Ces magistrats ont rendu compte des plaidoiries dans le délibéré de la Cour, composée de :
Madame Marie-Paule Menu, présidente,
Madame Sophie Lésineau, conseillère,
Madame Valérie Collet, conseillère,
greffière lors des débats : Sylvaine Déchamps,
ARRÊT :
- contradictoire
- prononcé publiquement par mise à disposition de l'arrêt au greffe de la Cour, les parties en ayant été préalablement avisées dans les conditions prévues à l'article 450 alinéa 2 du Code de Procédure Civile.
EXPOSE DU LITIGE
FAITS ET PROCEDURE
Madame [V] [P] a été engagée en qualité d'employée niveau II A, par la SAS Dalexfra (en suivant, la société Dalexfra), par contrat de travail à durée indéterminée à temps partiel, à compter du 4 juillet 2011.
Après signature d'avenants au contrat de travail, la relation de travail s'est poursuivie dans le cadre d'un contrat de travail à durée indéterminée à temps plein.
En dernier lieu, Mme [V] occupait le poste d'employée commerciale IV B de la convention collective nationale du commerce de détail et de gros à prédominance alimentaire.
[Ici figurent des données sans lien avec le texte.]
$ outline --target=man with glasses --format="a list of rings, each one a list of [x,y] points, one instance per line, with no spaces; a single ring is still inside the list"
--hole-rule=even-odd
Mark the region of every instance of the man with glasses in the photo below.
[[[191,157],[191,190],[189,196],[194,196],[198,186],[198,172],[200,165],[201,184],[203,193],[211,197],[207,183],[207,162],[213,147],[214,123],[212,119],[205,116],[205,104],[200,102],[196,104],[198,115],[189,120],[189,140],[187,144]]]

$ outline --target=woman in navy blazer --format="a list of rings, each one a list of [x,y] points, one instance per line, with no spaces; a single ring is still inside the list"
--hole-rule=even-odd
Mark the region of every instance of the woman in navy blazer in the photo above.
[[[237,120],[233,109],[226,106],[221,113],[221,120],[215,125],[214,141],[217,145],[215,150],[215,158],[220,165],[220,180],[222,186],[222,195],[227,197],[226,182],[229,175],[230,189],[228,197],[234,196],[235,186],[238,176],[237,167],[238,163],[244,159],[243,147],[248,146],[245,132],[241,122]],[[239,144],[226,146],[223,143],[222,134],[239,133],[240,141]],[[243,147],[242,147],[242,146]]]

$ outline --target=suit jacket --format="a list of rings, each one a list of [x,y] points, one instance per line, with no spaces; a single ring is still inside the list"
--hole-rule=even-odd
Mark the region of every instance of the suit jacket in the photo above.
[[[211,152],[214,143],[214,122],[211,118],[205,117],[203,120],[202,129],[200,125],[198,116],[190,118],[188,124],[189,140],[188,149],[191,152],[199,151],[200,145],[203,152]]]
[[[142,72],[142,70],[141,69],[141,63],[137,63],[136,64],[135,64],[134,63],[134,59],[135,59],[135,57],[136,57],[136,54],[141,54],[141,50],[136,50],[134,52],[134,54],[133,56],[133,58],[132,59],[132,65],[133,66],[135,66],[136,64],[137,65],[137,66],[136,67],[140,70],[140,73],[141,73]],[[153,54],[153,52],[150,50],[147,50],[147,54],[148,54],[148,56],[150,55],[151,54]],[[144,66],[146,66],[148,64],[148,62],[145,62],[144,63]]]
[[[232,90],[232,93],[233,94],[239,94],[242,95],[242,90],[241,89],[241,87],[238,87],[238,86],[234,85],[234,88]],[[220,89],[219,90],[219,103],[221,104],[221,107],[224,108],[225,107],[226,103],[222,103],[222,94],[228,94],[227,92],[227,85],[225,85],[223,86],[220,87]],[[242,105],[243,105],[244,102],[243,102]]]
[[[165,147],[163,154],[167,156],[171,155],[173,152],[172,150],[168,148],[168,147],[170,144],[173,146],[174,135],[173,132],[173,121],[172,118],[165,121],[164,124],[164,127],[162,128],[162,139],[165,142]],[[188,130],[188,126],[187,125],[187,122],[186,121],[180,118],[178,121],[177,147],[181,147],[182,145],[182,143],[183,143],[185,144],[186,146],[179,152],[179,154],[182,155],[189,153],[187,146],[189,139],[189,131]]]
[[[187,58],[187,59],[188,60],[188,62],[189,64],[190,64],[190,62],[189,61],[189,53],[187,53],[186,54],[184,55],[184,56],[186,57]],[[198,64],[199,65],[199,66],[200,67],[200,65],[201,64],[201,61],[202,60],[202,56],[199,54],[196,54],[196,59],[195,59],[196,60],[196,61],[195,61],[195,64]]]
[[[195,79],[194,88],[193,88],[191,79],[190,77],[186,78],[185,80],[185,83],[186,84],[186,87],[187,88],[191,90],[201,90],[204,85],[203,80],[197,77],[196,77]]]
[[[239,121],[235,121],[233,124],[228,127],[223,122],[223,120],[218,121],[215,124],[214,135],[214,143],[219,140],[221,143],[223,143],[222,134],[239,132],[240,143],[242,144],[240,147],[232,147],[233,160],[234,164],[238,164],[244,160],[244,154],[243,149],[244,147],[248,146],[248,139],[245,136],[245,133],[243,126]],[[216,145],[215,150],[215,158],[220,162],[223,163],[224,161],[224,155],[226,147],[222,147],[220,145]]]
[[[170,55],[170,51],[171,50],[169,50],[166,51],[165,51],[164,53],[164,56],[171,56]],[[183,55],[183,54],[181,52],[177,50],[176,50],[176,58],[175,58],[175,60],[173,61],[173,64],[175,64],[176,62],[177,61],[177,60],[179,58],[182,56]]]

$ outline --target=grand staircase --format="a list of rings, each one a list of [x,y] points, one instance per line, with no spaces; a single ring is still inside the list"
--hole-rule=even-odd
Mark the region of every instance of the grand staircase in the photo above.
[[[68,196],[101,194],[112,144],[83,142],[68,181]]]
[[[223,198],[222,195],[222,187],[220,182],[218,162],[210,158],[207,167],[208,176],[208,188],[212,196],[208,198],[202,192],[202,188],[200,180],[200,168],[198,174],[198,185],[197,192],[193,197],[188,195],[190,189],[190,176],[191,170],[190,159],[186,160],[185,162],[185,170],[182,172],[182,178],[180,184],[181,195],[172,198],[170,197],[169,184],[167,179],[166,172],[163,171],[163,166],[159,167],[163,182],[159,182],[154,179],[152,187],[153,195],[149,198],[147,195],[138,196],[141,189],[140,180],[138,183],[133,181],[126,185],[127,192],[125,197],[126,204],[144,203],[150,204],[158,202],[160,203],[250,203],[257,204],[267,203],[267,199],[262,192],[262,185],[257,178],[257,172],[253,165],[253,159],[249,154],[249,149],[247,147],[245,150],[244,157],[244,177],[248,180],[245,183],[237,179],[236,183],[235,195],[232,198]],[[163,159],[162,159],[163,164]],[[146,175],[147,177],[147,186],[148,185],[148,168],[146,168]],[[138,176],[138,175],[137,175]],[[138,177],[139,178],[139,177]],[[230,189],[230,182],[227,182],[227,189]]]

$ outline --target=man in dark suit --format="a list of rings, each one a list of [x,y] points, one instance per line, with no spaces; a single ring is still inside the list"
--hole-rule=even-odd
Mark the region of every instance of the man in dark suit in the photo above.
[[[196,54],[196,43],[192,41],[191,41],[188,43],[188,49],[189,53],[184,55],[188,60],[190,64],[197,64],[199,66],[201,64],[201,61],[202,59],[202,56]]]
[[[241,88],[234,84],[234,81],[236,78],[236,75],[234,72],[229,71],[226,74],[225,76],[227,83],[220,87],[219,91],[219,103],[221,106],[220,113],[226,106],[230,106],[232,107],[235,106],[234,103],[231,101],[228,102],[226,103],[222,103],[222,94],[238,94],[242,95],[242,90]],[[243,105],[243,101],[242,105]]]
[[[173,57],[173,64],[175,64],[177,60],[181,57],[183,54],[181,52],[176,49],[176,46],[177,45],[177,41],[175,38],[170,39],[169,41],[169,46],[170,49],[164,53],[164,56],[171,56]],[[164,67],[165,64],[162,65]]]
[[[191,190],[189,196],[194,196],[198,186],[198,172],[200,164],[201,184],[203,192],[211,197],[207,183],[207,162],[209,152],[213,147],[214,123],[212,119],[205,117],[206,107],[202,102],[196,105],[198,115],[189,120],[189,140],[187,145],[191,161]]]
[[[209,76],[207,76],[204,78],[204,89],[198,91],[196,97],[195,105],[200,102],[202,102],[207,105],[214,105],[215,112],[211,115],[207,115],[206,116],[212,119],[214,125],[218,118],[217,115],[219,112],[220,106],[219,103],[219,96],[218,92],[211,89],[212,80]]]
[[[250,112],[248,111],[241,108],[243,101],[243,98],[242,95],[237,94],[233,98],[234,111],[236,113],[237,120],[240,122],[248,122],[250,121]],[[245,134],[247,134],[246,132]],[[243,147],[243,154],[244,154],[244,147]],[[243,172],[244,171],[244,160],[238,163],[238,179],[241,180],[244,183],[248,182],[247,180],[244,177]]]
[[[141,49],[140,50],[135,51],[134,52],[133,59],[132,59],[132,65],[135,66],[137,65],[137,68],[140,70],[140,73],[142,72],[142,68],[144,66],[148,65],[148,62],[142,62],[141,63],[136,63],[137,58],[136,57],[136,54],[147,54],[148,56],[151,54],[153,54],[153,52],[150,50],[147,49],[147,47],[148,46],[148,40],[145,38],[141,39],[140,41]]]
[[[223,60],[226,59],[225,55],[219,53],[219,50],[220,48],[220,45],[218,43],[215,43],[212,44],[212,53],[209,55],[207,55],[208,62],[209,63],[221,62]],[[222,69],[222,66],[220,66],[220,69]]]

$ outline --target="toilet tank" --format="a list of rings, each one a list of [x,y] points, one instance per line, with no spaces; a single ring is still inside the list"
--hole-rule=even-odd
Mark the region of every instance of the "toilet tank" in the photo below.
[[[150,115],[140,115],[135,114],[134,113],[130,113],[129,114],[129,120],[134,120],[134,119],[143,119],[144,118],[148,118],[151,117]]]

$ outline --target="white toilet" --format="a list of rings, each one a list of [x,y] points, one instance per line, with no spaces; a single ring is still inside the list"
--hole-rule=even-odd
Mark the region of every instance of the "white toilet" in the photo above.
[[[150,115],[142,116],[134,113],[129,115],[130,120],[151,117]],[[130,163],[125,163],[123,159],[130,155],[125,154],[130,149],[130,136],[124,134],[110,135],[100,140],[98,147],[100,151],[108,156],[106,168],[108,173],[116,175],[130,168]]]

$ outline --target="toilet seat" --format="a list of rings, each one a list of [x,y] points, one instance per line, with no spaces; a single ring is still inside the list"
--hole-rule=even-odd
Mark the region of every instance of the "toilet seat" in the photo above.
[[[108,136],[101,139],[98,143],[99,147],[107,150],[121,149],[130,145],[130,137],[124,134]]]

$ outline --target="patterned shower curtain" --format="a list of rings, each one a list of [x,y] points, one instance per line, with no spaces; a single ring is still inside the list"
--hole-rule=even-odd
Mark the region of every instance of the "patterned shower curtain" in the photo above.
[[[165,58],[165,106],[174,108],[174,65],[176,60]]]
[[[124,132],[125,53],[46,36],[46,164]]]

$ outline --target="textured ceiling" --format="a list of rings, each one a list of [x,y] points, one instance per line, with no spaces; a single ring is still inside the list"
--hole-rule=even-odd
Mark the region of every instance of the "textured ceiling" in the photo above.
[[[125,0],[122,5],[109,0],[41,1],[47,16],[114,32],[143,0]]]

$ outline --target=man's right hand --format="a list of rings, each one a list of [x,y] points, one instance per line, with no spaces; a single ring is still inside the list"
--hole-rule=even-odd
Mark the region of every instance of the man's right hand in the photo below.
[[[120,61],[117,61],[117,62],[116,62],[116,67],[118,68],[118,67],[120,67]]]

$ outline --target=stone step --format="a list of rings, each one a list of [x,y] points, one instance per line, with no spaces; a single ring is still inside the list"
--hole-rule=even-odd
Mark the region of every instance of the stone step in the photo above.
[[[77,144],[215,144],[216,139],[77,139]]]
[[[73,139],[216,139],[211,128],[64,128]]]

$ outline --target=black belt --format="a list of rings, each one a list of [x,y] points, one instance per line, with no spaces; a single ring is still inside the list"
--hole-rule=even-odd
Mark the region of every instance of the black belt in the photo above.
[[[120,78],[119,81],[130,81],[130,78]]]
Mme [V] a exercé du 29 novembre 2014 au 30 novembre 2018 un mandat de déléguée du personnel suppléante.
Le 15 décembre 2018, Mme [V] a fait l'objet d'un avertissement disciplinaire suite à des manquements professionnels constatés par son employeur, à savoir le fait d'avoir laissé en rayons des produits périmés.
Le 9 mars 2019, Mme [V] a fait l'objet d'un second avertissement discplinaire pour les mêmes motifs.
A compter du 18 mars 2019, Mme [V] a été placée en arrêt de travail pour maladie, prolongé jusqu'au 27 juillet 2019.
Par courrier adressé à la société Dalexfra le17 avril 2019, Mme [V], ainsi que trois autres collègues, ont dénoncé des faits de harcèlement moral dont elles disaient avoir été victimes au cours de la relation contractuelle de la part du directeur de l'Intermarché, M. [S].
Le 29 juillet 2019, le médecin du travail a déclaré Mme [V] inapte à son poste en précisant que son état de santé faisait obstacle à tout reclassement dans un emploi.
Par lettre datée du 7 août 2019, Mme [V] a été convoquée à un entretien préalable à un éventuel licenciement fixé au 19 août suivant et par lettre recommandée du 22 août 2019, elle a été licenciée pour inaptitude et impossibilité de reclassement.
Par requête reçue le 10 février 2020, Mme [V] a saisi le conseil de prud'hommes de Bordeaux contestant la légitimité de son licenciement et réclamant diverses indemnités, outre des dommages et intérêts pour harcèlement moral et manquements à l'obligation de sécurité et à l'exécution déloyale de son contrat de travail.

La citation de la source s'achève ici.